Sunbury Village Council took another step at its meeting Wednesday, Sept. 19, to complete a comprehensive master plan to help guide growth and development in the village.
Council members, at the urging of Mayor Tommy Hatfield, approved a motion of support to create a steering committee that would meet for at least the next six months to hammer out details of a master plan.
"This is going to take some time," Hatfield told members of council, who must approve any master plan.
The committee will hold its first meeting at 6:30 p.m. Nov. 1. The committee will be composed of two council members, two members of the village planning and zoning committee, the mayor, two at-large resident members and representatives from the chamber of commerce, the library, the historical society and the school district.
The Delaware County Regional Planning Commission also will help with the plan under a $6,000 contract approved by council in June.

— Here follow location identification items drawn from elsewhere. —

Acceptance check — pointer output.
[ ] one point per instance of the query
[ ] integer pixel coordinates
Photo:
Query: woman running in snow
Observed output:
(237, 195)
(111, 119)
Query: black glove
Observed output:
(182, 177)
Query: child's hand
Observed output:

The village prepared a draft master plan about eight years ago, but it was never formally approved. That draft plan is being used as a guide for the final version.
During a break in the Sept. 19 meeting, Village Administrator Dave Martin said the village's growth is a guiding force to get a plan completed.
Sunbury had an estimated 4,389 residents as of the 2010 census.
"So many communities grow so fast ... We need to address some of the issues," he said.
It's likely Sunbury will have more than 5,000 residents by the 2020 census and will be eligible to become a city.
Also at the Sept. 19 meeting:
* Council approved a resolution authorizing the village to seek a grant and a loan from the Ohio Public Works Commission for Sunbury's 2013 street-repair program.
The village hopes to receive a $200,000 grant and a $50,000 loan. Sunbury would kick in $150,000 in matching funds.
Oct. 5 is the deadline to submit applications for grants and loans from the commission.
At least six streets are being considered for repairs next year at an estimated cost of $388,000. They are Sedwick Avenue, Crowl Drive, McGill Street, Case Street and parts of South Vernon Street and Rainbow Avenue.
* The village will pay $5,983 to the Delaware County Engineer's Office for road salt.
The village had contracted with the engineer's office for 156 tons of salt last year at a cost of $9,643. Part of that bill was paid when about half of that salt was delivered. Much of it went unused due to the mild winter.
The payment approved Sept. 19 is for the remainder of the salt, which means the village should have more than 100 tons on hand for the 2012-13 winter, officials said. More salt can be purchased, if needed, once the winter months arrive.